All of lore.kernel.org
 help / color / mirror / Atom feed
From: "Paul E. McKenney" <paulmck@linux.vnet.ibm.com>
To: kordex - <kordex@gmail.com>
Cc: linux-kernel@vger.kernel.org
Subject: Re: Badness at kernel/rcutree.c:1228
Date: Wed, 9 Dec 2009 11:18:07 -0800	[thread overview]
Message-ID: <20091209191807.GA16422@linux.vnet.ibm.com> (raw)
In-Reply-To: <8b8dd87a0912091036t3a3499c4p67be783252d80dc@mail.gmail.com>

On Wed, Dec 09, 2009 at 08:36:33PM +0200, kordex - wrote:
> I will turn debugging options on after
> http://lkml.org/lkml/2009/12/9/44 gets traced down so I can do that.

Hmmm...  You have recently run a memory test on your system, right?

							Thanx, Paul

> --Mikko Kortelainen
> 
> 2009/12/9 Paul E. McKenney <paulmck@linux.vnet.ibm.com>:
> > In that case, the best thing would be to drop the warning into the
> > beginnings and ends of processing for system calls used by your workload.

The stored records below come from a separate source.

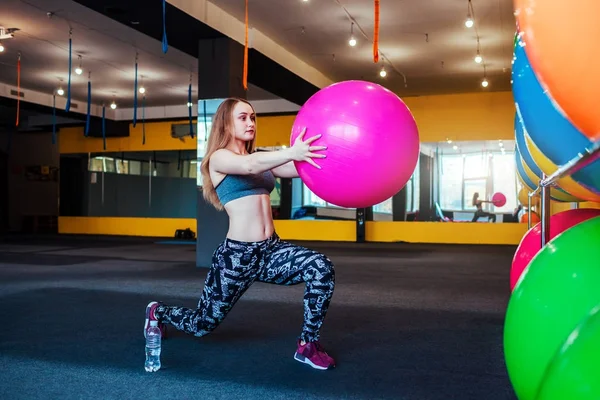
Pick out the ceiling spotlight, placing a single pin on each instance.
(352, 41)
(7, 33)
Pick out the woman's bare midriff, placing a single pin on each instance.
(250, 218)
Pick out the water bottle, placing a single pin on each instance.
(153, 343)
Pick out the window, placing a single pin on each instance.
(451, 179)
(483, 172)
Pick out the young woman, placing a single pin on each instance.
(480, 213)
(239, 180)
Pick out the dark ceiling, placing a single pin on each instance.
(184, 33)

> > The hope would be to find it triggering at the end of a given syscall,
> > permitting you to binary search the intervening code.
> >
> > Given that I cannot reproduce this, I cannot do much more than to offer
> > random hints.
> >
> >                                                        Thanx, Paul
> >
> > On Wed, Dec 09, 2009 at 07:35:44PM +0200, kordex - wrote:
> >> It did actually show the Badness after system had been running a long
> >> time. And this cut from it shows that system was fully done kernel
> >> init routines as there is ntpd running:
> >>
> >> warning: `ntpd' uses 32-bit capabilities (legacy support in use)

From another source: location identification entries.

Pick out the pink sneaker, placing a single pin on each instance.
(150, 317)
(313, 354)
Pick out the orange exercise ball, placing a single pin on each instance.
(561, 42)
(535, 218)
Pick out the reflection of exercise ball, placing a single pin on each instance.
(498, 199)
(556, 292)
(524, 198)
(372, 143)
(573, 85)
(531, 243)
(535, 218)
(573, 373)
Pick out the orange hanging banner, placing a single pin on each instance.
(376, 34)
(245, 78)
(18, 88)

> >> ------------[ cut here ]------------
> >> Badness at kernel/rcutree.c:1228
> >> NIP: c004ecbc LR: c004f14c CTR: c007bd70
> >> REGS: df34dde0 TRAP: 0700   Not tainted  (2.6.32)
> >>
> >> --Mikko Kortelainen
> >>
> >> 2009/12/9 Paul E. McKenney <paulmck@linux.vnet.ibm.com>:
> >> > Hmmm...  Didn't the first console output you sent me show the beenonline
> >> > WARN_ON_ONCE() triggering during late boot?  Yes, you had other failures
> >> > later, but it might be that whatever is triggering this warning is
> >> > related to those failures, right?
> >> >
> >> >                                                        Thanx, Paul
> >> >
> >> > On Wed, Dec 09, 2009 at 04:57:54PM +0200, kordex - wrote:
> >> >> Sorry but,
> >> >>
> >> >> Where actually this "down nearer to the point in the boot-up sequence"

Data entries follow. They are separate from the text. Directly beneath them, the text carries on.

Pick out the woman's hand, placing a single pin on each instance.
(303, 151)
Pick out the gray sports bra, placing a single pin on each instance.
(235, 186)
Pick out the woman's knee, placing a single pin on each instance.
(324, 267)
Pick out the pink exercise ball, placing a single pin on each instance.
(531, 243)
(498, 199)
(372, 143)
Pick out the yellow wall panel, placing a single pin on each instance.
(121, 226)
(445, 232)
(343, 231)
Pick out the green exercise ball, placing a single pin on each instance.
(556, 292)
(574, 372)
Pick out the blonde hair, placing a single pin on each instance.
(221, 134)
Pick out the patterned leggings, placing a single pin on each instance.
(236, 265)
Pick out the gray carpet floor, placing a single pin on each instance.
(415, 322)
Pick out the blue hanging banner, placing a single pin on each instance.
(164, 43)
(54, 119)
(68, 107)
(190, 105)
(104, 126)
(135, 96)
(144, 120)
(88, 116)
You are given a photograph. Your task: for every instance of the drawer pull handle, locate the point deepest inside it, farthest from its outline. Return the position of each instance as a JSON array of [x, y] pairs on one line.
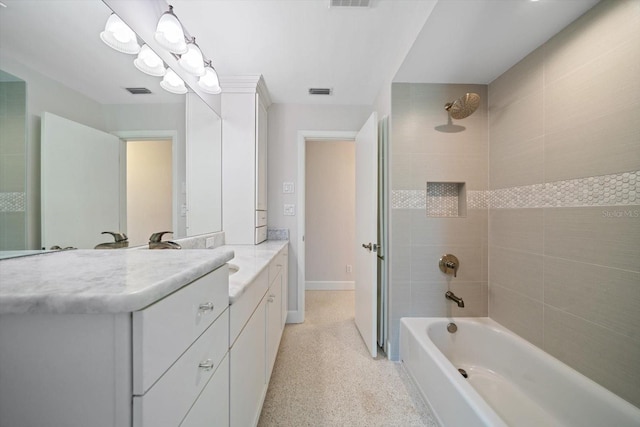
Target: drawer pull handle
[[207, 365], [208, 306]]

> >> >> would be as I encountered the errors while the system was running (had
> >> >> been for days).
> >> >>
> >> >> --Mikko Kortelainen
> >> >>
> >> >> 2009/12/9 Paul E. McKenney <paulmck@linux.vnet.ibm.com>:
> >> >> > On Wed, Dec 09, 2009 at 11:15:17AM +0200, kordex - wrote:
> >> >> >> Hey,
> >> >> >>
> >> >> >> I hope it's in the right place.
> >> >> >
> >> >> > Looks fine to me.
> >> >> >
> >> >> > And the fact that you did -not- see anything in your dmesg indicates
> >> >> > that the beenonline fields are set correctly at that point, as expected.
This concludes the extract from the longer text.